Hoganson: I’m a sixth-generation Midwesterner, with family ties that go way back in Wisconsin, Ohio, Indiana, and Michigan. But I grew up in exile, mostly on the East coast. Even though I used to visit relatives in the Midwest as a kid and my first full-time job was in Chicago, I have to confess that I bought into stereotypes about flyover country. You can imagine my surprise when I turned on the radio upon moving to Champaign and got the weather forecasts for China, Argentina, and Brazil. I realized I had no idea where I’d landed. The book came from the disjuncture between my expectations and what I discovered upon arrival. I realized that all the books I’d been reading on globalization assumed that there were particular places of connection, and the corn belt was not one of them. Moving to Champaign made assumptions about urban globality and rural provincialism visible to me in ways that they hadn’t been when I was teaching in Boston.

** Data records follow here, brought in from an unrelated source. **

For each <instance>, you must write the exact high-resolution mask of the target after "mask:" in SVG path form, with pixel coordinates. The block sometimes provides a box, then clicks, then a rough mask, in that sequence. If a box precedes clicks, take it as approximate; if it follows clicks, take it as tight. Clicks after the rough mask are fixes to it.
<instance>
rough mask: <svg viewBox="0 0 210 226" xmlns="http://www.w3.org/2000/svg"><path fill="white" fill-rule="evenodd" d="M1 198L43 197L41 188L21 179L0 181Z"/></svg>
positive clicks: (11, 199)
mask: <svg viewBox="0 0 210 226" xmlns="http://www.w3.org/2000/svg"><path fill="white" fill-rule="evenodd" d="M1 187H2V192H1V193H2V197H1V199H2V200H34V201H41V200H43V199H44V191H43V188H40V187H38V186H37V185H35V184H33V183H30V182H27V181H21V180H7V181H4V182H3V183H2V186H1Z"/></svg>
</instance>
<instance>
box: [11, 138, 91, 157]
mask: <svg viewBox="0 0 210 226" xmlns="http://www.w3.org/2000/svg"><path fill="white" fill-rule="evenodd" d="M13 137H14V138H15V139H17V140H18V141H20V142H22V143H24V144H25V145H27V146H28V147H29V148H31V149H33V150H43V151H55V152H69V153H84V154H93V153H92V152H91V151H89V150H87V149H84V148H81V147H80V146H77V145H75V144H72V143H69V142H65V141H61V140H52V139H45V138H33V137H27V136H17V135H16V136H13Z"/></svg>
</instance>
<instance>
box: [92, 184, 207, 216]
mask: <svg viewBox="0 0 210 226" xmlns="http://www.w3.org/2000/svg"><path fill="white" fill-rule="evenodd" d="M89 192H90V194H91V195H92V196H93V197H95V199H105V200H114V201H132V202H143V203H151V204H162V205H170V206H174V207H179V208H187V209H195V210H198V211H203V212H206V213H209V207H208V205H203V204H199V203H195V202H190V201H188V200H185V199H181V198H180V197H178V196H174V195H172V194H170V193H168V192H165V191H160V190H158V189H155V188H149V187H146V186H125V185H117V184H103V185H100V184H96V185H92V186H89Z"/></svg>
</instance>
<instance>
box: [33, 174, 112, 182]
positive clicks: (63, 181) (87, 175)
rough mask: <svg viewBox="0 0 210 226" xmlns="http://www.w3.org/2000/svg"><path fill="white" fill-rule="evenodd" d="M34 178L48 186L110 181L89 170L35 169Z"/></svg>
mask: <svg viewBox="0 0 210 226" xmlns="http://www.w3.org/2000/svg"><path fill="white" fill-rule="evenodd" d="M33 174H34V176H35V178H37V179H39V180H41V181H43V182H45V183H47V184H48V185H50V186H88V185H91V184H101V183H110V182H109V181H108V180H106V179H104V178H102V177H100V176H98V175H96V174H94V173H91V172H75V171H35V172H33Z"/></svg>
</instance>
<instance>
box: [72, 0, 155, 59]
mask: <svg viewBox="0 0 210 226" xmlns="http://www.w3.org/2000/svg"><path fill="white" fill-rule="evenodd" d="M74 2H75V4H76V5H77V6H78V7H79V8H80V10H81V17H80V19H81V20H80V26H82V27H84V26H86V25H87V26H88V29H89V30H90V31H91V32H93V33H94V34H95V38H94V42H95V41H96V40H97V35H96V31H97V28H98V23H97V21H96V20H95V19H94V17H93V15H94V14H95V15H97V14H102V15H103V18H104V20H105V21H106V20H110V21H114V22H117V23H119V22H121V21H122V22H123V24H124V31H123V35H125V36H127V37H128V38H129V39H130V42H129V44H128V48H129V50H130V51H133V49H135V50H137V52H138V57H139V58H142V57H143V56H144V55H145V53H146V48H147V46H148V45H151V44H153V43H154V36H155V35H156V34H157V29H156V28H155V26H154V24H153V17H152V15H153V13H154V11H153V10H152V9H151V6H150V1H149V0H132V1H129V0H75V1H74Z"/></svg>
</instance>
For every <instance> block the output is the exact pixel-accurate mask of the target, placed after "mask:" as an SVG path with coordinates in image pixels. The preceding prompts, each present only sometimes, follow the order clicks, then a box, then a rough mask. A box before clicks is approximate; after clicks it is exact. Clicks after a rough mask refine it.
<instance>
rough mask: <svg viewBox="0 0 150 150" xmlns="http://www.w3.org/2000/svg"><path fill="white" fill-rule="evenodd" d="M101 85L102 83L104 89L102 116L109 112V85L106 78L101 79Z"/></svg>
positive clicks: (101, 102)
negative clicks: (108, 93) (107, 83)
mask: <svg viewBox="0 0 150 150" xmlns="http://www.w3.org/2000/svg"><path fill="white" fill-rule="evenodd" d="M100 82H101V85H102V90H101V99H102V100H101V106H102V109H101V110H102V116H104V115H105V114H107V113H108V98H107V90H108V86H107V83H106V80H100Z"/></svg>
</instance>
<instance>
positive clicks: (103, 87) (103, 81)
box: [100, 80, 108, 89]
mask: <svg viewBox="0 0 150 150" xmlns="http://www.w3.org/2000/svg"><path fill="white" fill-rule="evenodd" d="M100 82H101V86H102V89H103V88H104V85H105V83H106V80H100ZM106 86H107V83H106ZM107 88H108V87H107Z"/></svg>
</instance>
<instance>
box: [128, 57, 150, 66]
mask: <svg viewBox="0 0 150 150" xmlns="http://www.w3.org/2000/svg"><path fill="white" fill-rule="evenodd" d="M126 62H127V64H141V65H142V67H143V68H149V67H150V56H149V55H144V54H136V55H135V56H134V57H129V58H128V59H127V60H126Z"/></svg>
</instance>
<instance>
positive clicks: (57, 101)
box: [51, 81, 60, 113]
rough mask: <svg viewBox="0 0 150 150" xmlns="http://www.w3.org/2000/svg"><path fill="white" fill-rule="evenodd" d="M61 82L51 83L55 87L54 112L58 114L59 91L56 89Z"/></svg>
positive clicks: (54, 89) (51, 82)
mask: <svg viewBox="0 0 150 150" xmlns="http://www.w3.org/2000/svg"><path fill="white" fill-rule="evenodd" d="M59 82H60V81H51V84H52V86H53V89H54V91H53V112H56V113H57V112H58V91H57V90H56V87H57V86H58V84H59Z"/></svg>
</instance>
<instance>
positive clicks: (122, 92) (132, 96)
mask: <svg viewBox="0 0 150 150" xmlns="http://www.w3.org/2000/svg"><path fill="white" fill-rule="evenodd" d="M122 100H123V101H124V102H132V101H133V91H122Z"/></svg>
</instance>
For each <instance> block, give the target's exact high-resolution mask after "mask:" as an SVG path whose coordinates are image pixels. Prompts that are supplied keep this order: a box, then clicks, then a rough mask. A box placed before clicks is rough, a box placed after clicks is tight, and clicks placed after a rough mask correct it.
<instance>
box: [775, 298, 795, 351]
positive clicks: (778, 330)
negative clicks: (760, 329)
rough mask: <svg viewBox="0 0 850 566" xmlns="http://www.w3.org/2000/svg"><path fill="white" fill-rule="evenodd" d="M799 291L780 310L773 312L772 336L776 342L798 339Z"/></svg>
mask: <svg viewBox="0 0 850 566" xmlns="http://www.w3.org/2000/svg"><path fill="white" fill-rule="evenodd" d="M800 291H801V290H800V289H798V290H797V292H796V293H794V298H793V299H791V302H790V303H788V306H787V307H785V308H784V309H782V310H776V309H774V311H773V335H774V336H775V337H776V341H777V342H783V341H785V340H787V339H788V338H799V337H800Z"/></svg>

SEP: The first chapter is about the Kickapoo people, who were removed from Illinois in the nineteenth century. So, how was the experience of researching the history of a largely erased group of people?

Hoganson: As a relative newcomer to Native American history, I was astounded to learn about the vast geographies traversed by the Kickapoo people in the nineteenth century. These stretched from the present-day Detroit-Windsor area, a historic homeland of the Kickapoo Nation, to the straits of Mackinaw, present-day Indiana, Illinois, Wisconsin, Iowa, Missouri, upstate New York, Washington D.C., Florida, Texas, Arizona, Kansas, and Oklahoma. People with Kickapoo names were performing on the streets of London in the 1850s as part of a traveling show.

Some Kickapoos moved to Coahuila, Mexico in the nineteenth century for respite from the pervasive anti-Indian violence they encountered in the United States, for a place of their own, and for the ability to move freely across space. One of the accounts that most moved me in the course of my research is that of Kickapoo people who lived under the international bridge between Eagle Pass, Texas and Piedras Negras Mexico, literally on the U.S.-Mexican border, before their U.S. citizenship rights were acknowledged in the 1980s. Their experiences may seem out of place in an account of the U.S. heartland, but Kickapoos have been heartlanders since before that term existed. Their claims to place precede the borders that have walled Indigenous people in and out.